What I'm trying to figure out is the correlation between the light being turned up and the leaf burn. If it's not light, then it's heat in the room. And if it's heat then I'm wondering if the aircon constantly being on is producing too much ozone? Im not entirely convinced that's the issue as it would affect the overal plant, but it could be a contributing factor. The ozone generator you have, I believe, does not produces large amounts of O3 (30ppb), but relies on trioxidane to purify.

Nutrient issues can obviously be caused by excessive heat because evaporation in the root zone increases nutrient concentration and increased transpiration can rob the plant of moisture whilst drawing up excess nutrient. But CO2 slows transpiration as the stomata do not open as wide (they don't have to because of the higher concentration of CO2 which requires less gas exchange). This, coupled with the fact more photons are photosynthesied instead of being converted to heat that builds up in the leaf, is why you can have higher temperatures when running CO2.

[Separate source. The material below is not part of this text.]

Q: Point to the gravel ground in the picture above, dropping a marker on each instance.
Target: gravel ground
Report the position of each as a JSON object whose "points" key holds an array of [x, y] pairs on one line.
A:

However, if CO2 levels are higher at night, then the reverse happens: stomata need to open more to exchange oxygen as there is less of it in the air. This can lead to too much transpiration. Reverse photosynthesis (which happens when the lights are off) produces CO2 and H2O, so more water is lost, possibly causing the leaves to dry out – which can burn them.

As I'm not there, it's hard for me to pin-point. But one thing I do know is the problem is not light stress.
Agree.. and yes, my unit is an H203 generator (Trioxidane at 30PPB)... I suppose it would be helpful to know the transpiration rate. Are they needing feed after 36 hours? or 6 days? Good info man.
 

Prawn Connery

Well-Known Member
Looks good to me other than you're pretty cool at lights out. Try to keep the swing within 8-10 degrees.... but I don't think that would cause what you got going on.
Well I think you might also be on to something with the K lockout as that is generally what a severe K deficiency looks like in flower, but normally it takes a bit longer to get that bad unless something else is contributing or accelerating the deficiency (which is actually a lock-out, not a deficiency).

Actually, I take some of that back as upon closer inspection it's just isolated leaves.

OP, do you spray with anything?
 

DoubleAtotheRON

Well-Known Member
Well I think you might also be on to something with the K lockout as that is generally what a severe K deficiency looks like in flower, but normally it takes a bit longer to get that bad unless something else is contributing or accelerating the deficiency (which is actually a lock-out, not a deficiency).
This was my problem with the top leafs was K lockout from too much N. It's antagonistic with K, and Cal is antagonistic with a lot of other major and micro nutrients. I knew I was N toxic when I noticed my lower leafs were super dark green and shiny. Now that I have cut back on N, It's returned to normal,.. of course those burnt edges are not going to repair, the new growth looks normal and much better.